NEW CASTLE PARK Panel: Land is blighted
One official didn't vote because she disagreed with the term 'blighted.'
By LAURE CIOFFI
VINDICATOR NEW CASTLE BUREAU
NEW CASTLE, Pa. -- About 500 acres of land earmarked for the multimillion-dollar Millennium Park has been declared blighted by the county planning commission.
The designation was needed to pave the way for eminent domain proceedings that can be instituted if a private property owner refuses to sell.
Eminent domain is the right of government to take private property for other uses. It is usually a last-ditch effort by government to obtain property by offering fair compensation to the property owner.
The land, between Pa. Route 60 and Harbor Road, is being considered by a semiconductor company promising 1,200 jobs.

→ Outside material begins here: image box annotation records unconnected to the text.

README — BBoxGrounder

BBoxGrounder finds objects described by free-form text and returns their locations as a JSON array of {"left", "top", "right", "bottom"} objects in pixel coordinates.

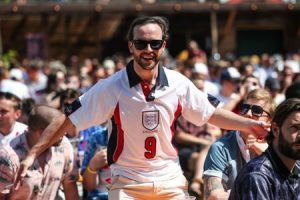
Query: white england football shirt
[{"left": 68, "top": 62, "right": 215, "bottom": 182}]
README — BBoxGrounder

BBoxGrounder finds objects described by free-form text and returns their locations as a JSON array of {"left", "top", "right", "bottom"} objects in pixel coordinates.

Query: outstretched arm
[{"left": 208, "top": 108, "right": 271, "bottom": 136}]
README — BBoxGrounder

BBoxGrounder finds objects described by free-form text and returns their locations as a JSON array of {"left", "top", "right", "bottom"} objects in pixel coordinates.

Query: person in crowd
[
  {"left": 18, "top": 98, "right": 36, "bottom": 124},
  {"left": 265, "top": 77, "right": 285, "bottom": 105},
  {"left": 216, "top": 67, "right": 241, "bottom": 107},
  {"left": 174, "top": 82, "right": 220, "bottom": 197},
  {"left": 81, "top": 121, "right": 111, "bottom": 200},
  {"left": 223, "top": 75, "right": 261, "bottom": 113},
  {"left": 16, "top": 16, "right": 270, "bottom": 200},
  {"left": 0, "top": 106, "right": 79, "bottom": 200},
  {"left": 25, "top": 60, "right": 48, "bottom": 103},
  {"left": 174, "top": 71, "right": 220, "bottom": 196},
  {"left": 0, "top": 66, "right": 30, "bottom": 100},
  {"left": 203, "top": 89, "right": 275, "bottom": 199},
  {"left": 0, "top": 91, "right": 27, "bottom": 144},
  {"left": 177, "top": 40, "right": 207, "bottom": 65},
  {"left": 229, "top": 98, "right": 300, "bottom": 200},
  {"left": 285, "top": 81, "right": 300, "bottom": 99}
]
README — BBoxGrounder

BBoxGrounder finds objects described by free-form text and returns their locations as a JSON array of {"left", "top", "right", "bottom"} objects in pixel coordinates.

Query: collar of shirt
[
  {"left": 266, "top": 145, "right": 300, "bottom": 177},
  {"left": 126, "top": 60, "right": 169, "bottom": 87},
  {"left": 235, "top": 131, "right": 250, "bottom": 162}
]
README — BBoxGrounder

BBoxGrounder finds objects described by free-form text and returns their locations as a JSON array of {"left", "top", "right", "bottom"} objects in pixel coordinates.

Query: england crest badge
[{"left": 142, "top": 110, "right": 159, "bottom": 131}]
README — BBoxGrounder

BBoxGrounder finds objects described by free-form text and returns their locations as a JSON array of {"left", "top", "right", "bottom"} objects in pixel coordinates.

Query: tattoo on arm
[{"left": 204, "top": 176, "right": 225, "bottom": 199}]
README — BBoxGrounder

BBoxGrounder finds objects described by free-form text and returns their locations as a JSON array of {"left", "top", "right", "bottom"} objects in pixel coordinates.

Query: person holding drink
[
  {"left": 203, "top": 89, "right": 275, "bottom": 199},
  {"left": 81, "top": 121, "right": 111, "bottom": 200}
]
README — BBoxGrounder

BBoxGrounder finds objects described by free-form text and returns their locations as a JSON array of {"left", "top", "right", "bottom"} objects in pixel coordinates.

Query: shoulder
[
  {"left": 212, "top": 131, "right": 237, "bottom": 149},
  {"left": 163, "top": 67, "right": 191, "bottom": 83},
  {"left": 237, "top": 153, "right": 273, "bottom": 181}
]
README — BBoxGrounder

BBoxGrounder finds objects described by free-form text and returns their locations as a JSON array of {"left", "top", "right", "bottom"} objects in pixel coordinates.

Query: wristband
[{"left": 86, "top": 165, "right": 97, "bottom": 174}]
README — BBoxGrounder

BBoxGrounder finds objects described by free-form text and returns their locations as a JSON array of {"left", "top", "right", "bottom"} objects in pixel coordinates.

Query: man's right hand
[{"left": 14, "top": 155, "right": 35, "bottom": 190}]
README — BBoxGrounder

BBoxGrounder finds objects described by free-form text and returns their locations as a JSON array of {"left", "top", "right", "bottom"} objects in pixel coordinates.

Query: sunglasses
[
  {"left": 239, "top": 103, "right": 271, "bottom": 117},
  {"left": 132, "top": 40, "right": 164, "bottom": 50}
]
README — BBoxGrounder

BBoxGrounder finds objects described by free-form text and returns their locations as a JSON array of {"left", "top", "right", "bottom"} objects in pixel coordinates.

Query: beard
[
  {"left": 278, "top": 130, "right": 300, "bottom": 160},
  {"left": 133, "top": 54, "right": 160, "bottom": 71}
]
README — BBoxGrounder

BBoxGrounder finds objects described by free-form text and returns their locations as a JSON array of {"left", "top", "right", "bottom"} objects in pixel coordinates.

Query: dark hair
[
  {"left": 28, "top": 106, "right": 62, "bottom": 131},
  {"left": 267, "top": 98, "right": 300, "bottom": 144},
  {"left": 59, "top": 88, "right": 80, "bottom": 108},
  {"left": 0, "top": 92, "right": 22, "bottom": 110},
  {"left": 127, "top": 16, "right": 169, "bottom": 41},
  {"left": 285, "top": 82, "right": 300, "bottom": 99}
]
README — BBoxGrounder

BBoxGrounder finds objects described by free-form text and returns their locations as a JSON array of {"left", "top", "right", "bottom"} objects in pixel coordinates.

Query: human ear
[
  {"left": 271, "top": 123, "right": 279, "bottom": 137},
  {"left": 128, "top": 41, "right": 133, "bottom": 53}
]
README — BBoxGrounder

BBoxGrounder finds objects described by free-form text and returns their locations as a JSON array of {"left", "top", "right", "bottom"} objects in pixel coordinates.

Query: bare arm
[
  {"left": 15, "top": 114, "right": 74, "bottom": 188},
  {"left": 208, "top": 108, "right": 270, "bottom": 136},
  {"left": 204, "top": 176, "right": 229, "bottom": 200},
  {"left": 62, "top": 180, "right": 80, "bottom": 200}
]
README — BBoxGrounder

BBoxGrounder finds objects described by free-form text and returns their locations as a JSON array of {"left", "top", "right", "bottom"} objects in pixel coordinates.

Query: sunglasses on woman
[
  {"left": 239, "top": 103, "right": 271, "bottom": 117},
  {"left": 132, "top": 40, "right": 164, "bottom": 50}
]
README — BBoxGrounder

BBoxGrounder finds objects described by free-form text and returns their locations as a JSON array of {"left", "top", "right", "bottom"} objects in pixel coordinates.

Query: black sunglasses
[
  {"left": 239, "top": 103, "right": 271, "bottom": 117},
  {"left": 132, "top": 40, "right": 164, "bottom": 50}
]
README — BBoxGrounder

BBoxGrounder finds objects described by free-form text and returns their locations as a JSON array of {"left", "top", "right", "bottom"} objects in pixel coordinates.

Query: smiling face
[
  {"left": 128, "top": 23, "right": 166, "bottom": 70},
  {"left": 243, "top": 99, "right": 271, "bottom": 122}
]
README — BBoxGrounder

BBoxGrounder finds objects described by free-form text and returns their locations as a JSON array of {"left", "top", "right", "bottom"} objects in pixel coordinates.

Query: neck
[
  {"left": 0, "top": 123, "right": 15, "bottom": 136},
  {"left": 273, "top": 144, "right": 297, "bottom": 172},
  {"left": 133, "top": 62, "right": 158, "bottom": 85}
]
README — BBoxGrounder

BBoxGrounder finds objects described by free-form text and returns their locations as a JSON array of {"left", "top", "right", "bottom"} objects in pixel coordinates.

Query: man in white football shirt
[{"left": 17, "top": 17, "right": 269, "bottom": 200}]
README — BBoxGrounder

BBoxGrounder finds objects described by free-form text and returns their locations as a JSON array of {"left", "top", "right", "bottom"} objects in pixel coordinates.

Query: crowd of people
[{"left": 0, "top": 17, "right": 300, "bottom": 200}]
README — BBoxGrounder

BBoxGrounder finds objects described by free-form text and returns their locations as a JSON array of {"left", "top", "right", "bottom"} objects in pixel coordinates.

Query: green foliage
[{"left": 0, "top": 50, "right": 18, "bottom": 69}]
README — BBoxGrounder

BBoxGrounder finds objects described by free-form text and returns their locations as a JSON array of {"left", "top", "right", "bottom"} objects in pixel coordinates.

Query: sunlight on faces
[
  {"left": 128, "top": 23, "right": 166, "bottom": 70},
  {"left": 243, "top": 99, "right": 271, "bottom": 123}
]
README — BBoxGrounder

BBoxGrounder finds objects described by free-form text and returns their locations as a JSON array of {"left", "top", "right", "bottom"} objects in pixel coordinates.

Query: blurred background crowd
[{"left": 0, "top": 0, "right": 300, "bottom": 198}]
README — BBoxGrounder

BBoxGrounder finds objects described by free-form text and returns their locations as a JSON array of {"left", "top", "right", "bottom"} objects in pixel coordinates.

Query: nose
[
  {"left": 245, "top": 109, "right": 253, "bottom": 118},
  {"left": 145, "top": 43, "right": 153, "bottom": 51}
]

There are residential properties, small businesses and a sportsmen's club on the land.
Meets conditions
The county planning commission was permitted to declare the property blighted because it meets one or more of the conditions for that designation set by the by state, said James Gagliano, county planning director.
Among the reasons that apply to the property are that its use is economically or socially undesirable, there is inadequate planning in the area and there is a defective design or arrangement of buildings, he said.
The six landowners have been contacted and two sales agreements have already been signed, said Linda Nitch, director of the Lawrence County Economic Development Agency, the group handling the property negotiations.
Nitch said they are still negotiating with four other land owners and may have to use eminent domain on two of the properties. She said negotiations with the two other owners will likely result in sales agreements.
Planning commission chairwoman Janet Verone abstained from voting on the matter.
Verone said she agreed with the idea of taking the property for a better use, but objected to the term "blighted." Verone said she believes the term connotes an overpopulated, urban area, not a rural setting like the one in Neshannock Township.
The business park that has been promised $15 million by Gov. Ed Rendell for water and sewer lines and another $15 million from local municipalities and Lawrence County.
Lawrence County commissioners and the county redevelopment authority must also designate the property blighted before the eminent domain process can start.